Fully Promoted
- Formerly: EmbroidMe
- Company type: Franchise
- Industry: Embroidery, Promotional merchandise
- Founded: 2000
- Founder: Ray Titus, CEO of United Franchise Group
- Headquarters: West Palm Beach, Florida, U.S.
- Key people: Andrew Titus, President
- Products: Embroidery, Garment printing, Promotional merchandise
- Parent: United Franchise Group
- Website: Official website

= Fully Promoted =

U.S based franchise specializing in custom embroidery and screen painting

Fully Promoted (formerly EmbroidMe) is a U.S.-based franchise that specializes in custom embroidery and screen printing. Founded in 2000, it is part of the United Franchise Group. It offers promotional products and services such as monogramming.

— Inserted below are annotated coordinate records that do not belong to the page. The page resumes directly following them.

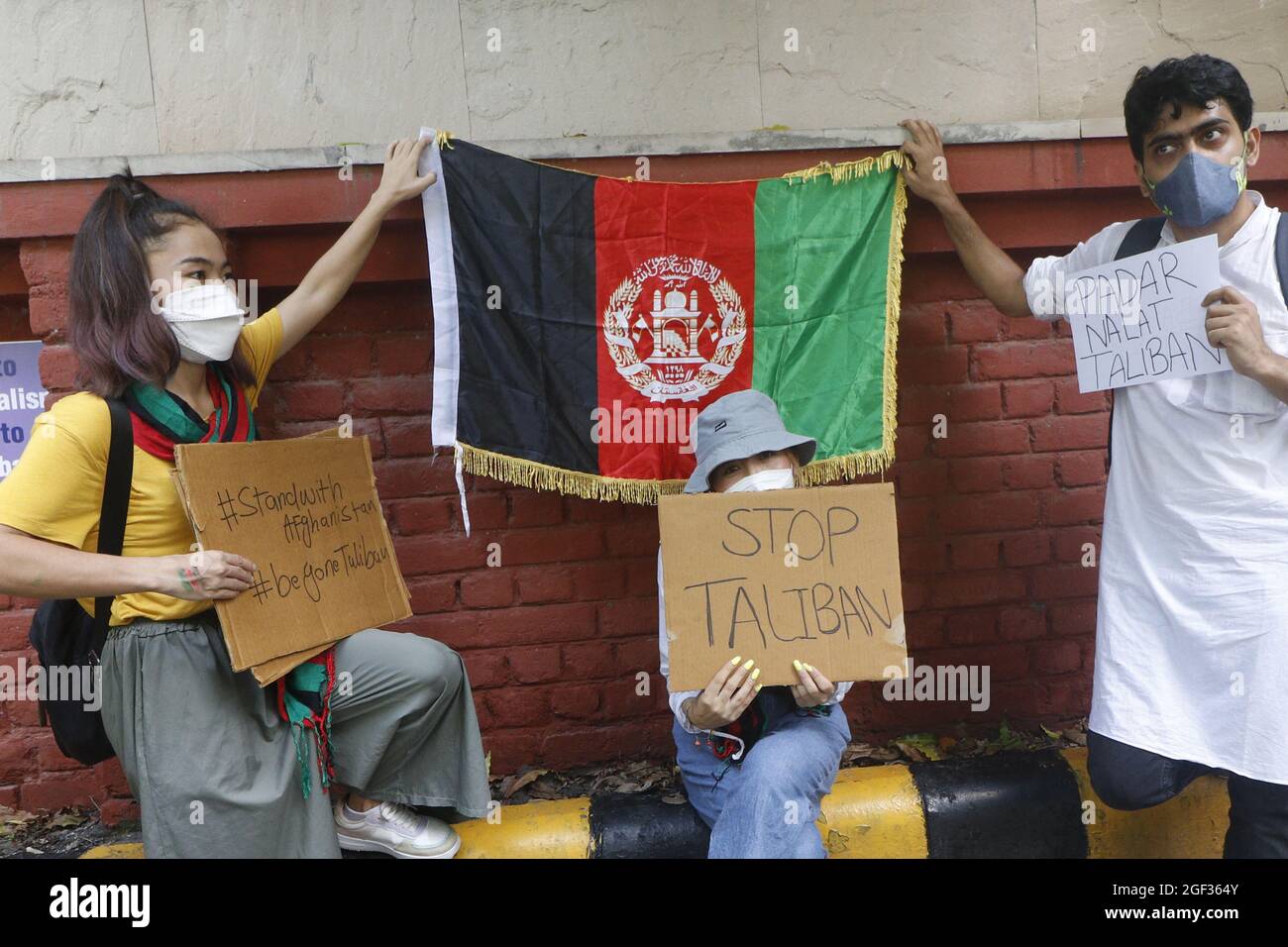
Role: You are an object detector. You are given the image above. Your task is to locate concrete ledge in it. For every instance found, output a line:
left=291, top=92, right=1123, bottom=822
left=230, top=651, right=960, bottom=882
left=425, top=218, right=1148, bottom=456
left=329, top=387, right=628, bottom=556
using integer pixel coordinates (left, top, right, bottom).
left=10, top=112, right=1288, bottom=184
left=81, top=749, right=1229, bottom=858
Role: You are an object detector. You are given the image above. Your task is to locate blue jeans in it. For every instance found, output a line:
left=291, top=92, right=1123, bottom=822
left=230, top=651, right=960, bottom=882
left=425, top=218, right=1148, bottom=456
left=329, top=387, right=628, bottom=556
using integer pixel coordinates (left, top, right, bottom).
left=671, top=690, right=850, bottom=858
left=1087, top=730, right=1288, bottom=858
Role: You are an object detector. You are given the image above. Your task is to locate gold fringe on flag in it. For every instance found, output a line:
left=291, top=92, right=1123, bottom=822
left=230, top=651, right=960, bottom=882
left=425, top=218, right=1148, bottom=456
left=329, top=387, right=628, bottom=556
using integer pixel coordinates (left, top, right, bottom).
left=461, top=443, right=686, bottom=505
left=435, top=148, right=909, bottom=505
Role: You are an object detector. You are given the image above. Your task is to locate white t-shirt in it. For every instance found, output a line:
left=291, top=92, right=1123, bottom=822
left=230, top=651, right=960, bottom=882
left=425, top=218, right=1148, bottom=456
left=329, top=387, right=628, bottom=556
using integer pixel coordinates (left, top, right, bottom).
left=1024, top=191, right=1288, bottom=784
left=657, top=546, right=854, bottom=733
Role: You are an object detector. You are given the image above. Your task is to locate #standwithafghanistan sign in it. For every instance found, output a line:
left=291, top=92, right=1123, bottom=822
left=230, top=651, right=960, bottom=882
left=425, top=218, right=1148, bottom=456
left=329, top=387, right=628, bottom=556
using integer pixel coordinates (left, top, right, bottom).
left=1065, top=235, right=1231, bottom=391
left=421, top=129, right=907, bottom=502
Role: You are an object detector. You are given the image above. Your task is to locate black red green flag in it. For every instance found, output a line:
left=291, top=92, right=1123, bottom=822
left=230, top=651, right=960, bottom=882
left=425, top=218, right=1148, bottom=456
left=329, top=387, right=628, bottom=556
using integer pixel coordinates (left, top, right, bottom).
left=421, top=129, right=907, bottom=502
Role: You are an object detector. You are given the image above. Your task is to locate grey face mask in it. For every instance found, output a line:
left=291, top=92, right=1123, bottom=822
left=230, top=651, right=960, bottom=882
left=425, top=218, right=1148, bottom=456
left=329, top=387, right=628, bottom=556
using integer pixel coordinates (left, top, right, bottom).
left=1145, top=137, right=1248, bottom=228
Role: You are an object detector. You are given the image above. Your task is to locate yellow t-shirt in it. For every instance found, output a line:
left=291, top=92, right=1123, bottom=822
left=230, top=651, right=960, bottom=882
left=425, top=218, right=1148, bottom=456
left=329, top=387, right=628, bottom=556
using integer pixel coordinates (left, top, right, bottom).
left=0, top=307, right=282, bottom=625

As of 2025, it has 270 locations worldwide.

==History==

Fully Promoted was founded as EmbroidMe in 2000 by Ray Titus in West Palm Beach, Florida. He had previously founded the company Sign-A-Rama in the 1980s.

In 2002, the company launched its first foreign store, and by 2003 had 100 franchise locations. By 2014 it was the largest promotional product franchise with over 300 locations in 12 countries.

In 2017 EmbroidMe rebranded as Fully Promoted. As of 2025, it has 270 locations worldwide.